The colors are honestly endless. THAT said, all a feist is, is a small terrierish dog that hunts squirrels. They may be bred to each other forever, but they're not really a BREED, just a type.


----------



## AlexandraNicole (Apr 4, 2013)

These pictures were taken by the volunteers so the pups could be adopted. 

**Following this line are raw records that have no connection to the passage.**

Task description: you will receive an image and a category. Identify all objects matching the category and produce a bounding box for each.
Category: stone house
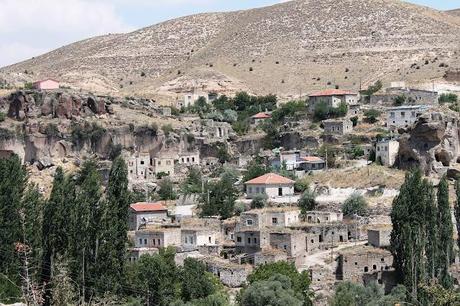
[127,248,158,263]
[153,154,176,175]
[308,89,358,113]
[128,152,153,181]
[129,201,169,230]
[367,224,392,248]
[202,257,252,288]
[134,227,181,248]
[270,229,307,266]
[235,229,270,254]
[305,211,343,223]
[298,156,326,171]
[322,119,353,135]
[236,207,300,230]
[251,112,272,126]
[336,246,393,283]
[245,173,295,199]
[370,84,438,105]
[181,228,219,250]
[387,105,427,129]
[375,139,399,167]
[32,79,59,90]
[249,247,288,266]
[178,152,200,166]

Looking at the female, I'd say her markings are SIMILAR to some shepherds... Oops. lol


----------



## AlexandraNicole (Apr 4, 2013)

CptJack said:


> Feists:
> 
> 
> 
> ...


The black does look a lot like him... I've heard of people talking about feists around here, but figured they were a mix of dogs for hunting, which it seems so. I knew they weren't a breed, persay... Never seen one in person, but heard of them being sold all the time lol


----------



## CptJack (Jun 3, 2012)

AlexandraNicole said:


> The black does look a lot like him... I've heard of people talking about feists around here, but figured they were a mix of dogs for hunting, which it seems so. I knew they weren't a breed, persay... Never seen one in person, but heard of them being sold all the time lol


It's kind of odd, actually. Rat terriers are feists and very much a breed, but they were developed the same way the feists still being used today are. Which is as a general all purpose small game hunting/treeing/whatever dog. And even the ones who aren't 'purebred' per se, are usually several generations in from the mixing of the original breeds. They're just bred soley for ability, rather than physical standard.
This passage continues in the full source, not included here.